Former News of the World editor Rebekah Brooks told Britain's phone hacking trial on Friday she did not know that a private investigator, later convicted for intercepting voice mails, was contracted to her newspaper.
The former editor of Rupert Murdoch's now-defunct Sunday tabloid said she knew nothing about Glenn Mulcaire's contract, but added that it should have been run past her given its size.
Giving evidence for a second day in the trial at England's Old Bailey central criminal court in London, Brooks talked about the huge behind-the-scenes deals signed with celebrities such as football icon David Beckham for exclusives.

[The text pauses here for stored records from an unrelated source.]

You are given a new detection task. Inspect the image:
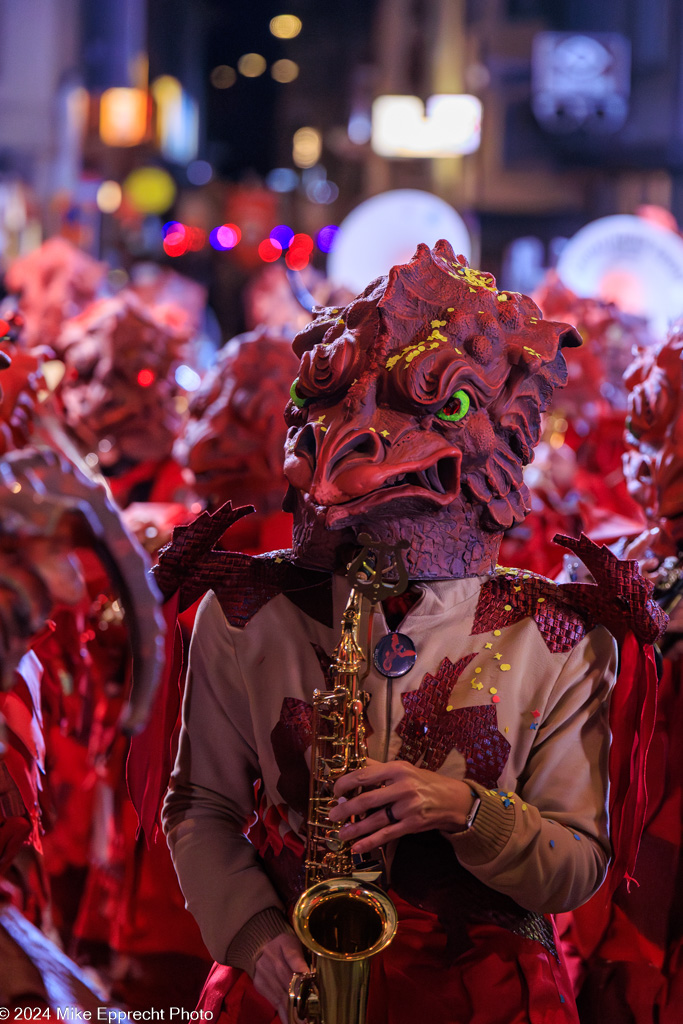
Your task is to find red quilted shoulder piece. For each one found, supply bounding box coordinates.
[153,502,333,628]
[472,535,667,653]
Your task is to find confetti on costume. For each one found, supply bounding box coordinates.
[150,242,660,1024]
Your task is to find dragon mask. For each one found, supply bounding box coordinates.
[285,241,581,579]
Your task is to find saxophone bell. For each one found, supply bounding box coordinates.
[289,878,397,1024]
[289,535,408,1024]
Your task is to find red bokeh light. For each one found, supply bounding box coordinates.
[285,243,308,270]
[258,239,283,263]
[137,367,156,387]
[163,221,189,256]
[216,224,242,249]
[290,233,313,253]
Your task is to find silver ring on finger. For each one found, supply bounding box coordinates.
[384,804,398,825]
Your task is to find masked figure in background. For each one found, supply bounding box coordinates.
[0,337,163,1017]
[567,325,683,1024]
[54,292,189,507]
[501,271,654,578]
[174,328,299,554]
[157,242,663,1024]
[5,238,106,348]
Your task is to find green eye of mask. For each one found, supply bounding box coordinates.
[436,391,470,423]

The 45-year-old also appeared close to tears and asked for a break when the subject of having children with her ex-husband was raised.
Mulcaire, a former footballer, worked for News of the World while Brooks was its editor. He was jailed in 2007 for hacking voice mails.
Asked by her defence lawyer Jonathan Laidlaw if she knew anything about Mulcaire's contract, worth USD 153,000 (112,000 euros) a year, Brooks replied: "No, not at all."
She said his activities were not drawn to her attention during her editorship of what was Britain's biggest-selling newspaper, between 2000 and 2003.
She said that her "sign-off level" for payments in 2000 and 2001 was around 50,000 pounds so anything above that should have gone to her and to her managing editor.
Brooks said she had not been made aware of the arrangement that her news editor Greg Miskiw had reached with Mulcaire. Miskiw has pleaded guilty to conspiring to hack phones, the jury has been told.
Brooks gave examples of "expensive" one-off payments for exclusive "buy-ups" with celebrities.